Noting that death and funerals aren’t common occurrences for grade school children, Fr. Sander said, “(Wenzler) talked about what a funeral is like, where our faith is at when someone dies … topics that we don’t take time out (to discuss) so he was able to help with that for the whole class.”

During this process, Wenzler thought about his own interactions with Weiss and remembered a coffee conversation they had about Pivotal Directions. Weiss had a friend who worked closely with the organization.

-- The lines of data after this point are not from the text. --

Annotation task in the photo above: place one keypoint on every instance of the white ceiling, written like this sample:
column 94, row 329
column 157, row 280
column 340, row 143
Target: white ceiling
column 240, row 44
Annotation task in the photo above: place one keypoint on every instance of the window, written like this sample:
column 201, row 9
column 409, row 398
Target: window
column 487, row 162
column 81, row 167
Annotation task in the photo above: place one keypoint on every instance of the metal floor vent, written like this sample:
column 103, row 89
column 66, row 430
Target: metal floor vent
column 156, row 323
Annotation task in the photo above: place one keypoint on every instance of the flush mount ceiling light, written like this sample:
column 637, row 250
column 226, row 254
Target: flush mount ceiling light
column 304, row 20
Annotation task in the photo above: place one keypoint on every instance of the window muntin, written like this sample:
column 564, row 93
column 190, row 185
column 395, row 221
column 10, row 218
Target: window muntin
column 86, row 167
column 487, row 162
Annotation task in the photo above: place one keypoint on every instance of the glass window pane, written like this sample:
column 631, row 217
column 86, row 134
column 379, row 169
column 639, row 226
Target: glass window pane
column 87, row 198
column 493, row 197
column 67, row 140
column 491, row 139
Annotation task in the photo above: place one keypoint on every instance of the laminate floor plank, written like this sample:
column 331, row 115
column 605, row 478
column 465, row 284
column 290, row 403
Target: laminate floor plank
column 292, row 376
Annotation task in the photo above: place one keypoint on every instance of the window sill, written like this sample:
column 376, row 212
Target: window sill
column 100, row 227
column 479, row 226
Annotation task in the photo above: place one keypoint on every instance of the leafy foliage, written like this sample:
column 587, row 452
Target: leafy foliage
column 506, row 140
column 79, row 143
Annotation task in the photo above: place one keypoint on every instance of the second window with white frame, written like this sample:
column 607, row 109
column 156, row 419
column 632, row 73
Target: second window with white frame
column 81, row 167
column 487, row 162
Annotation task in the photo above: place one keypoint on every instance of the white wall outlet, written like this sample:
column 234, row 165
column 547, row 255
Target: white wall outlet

“We talked at length about Catholic education; we talked at length about service and her dreams and her hopes,” Wenzler said. “And what she wants to see better for the kids.”

Wenzler also heard about a past staff appreciation day at Lumen Christi where she placed a “banner or flower on every teacher’s door in the whole school,” he said, describing Weiss’s way of acknowledging others.

She also had a way of making things happen, noted another parishioner, John Truffert.

Truffert didn’t know Weiss until they worked together painting the “upper room” at Lumen Christi.

“It essentially was an abandoned attic with a lot of character,” Truffert said. He added that Fr. Sanders thought it would be a nice place to hold parish meetings. “Kathy just kind of ran with that … she’s just such a natural leader.”

Truffert added, “Kathy knows how to make things happen. Without her (painting the upper room) probably wouldn’t have happened.”

The news of her sudden death was shocking to those at Lumen Christi. Minutes into the funeral Mass, people dabbed their eyes with tissues and the sound of sniffles echoed throughout the church.  

“It was so abrupt,” Wenzler said. “This isn’t cancer … this is the middle of the afternoon where a mom just didn’t come home when her kids got off the bus.”

Weiss was on I-43, outside of her car when another car struck and killed her just before noon on May 28. The authorities are investigating the accident.

Fr. Sanders reminded the people gathered for the funeral that no evidence suggests any negligence on the part of the driver.

“We hold, not only her family in prayer, but the driver of the vehicle that struck her, who must be going through great torture these days,” Fr. Sanders said. “We pray for peace for that individual.”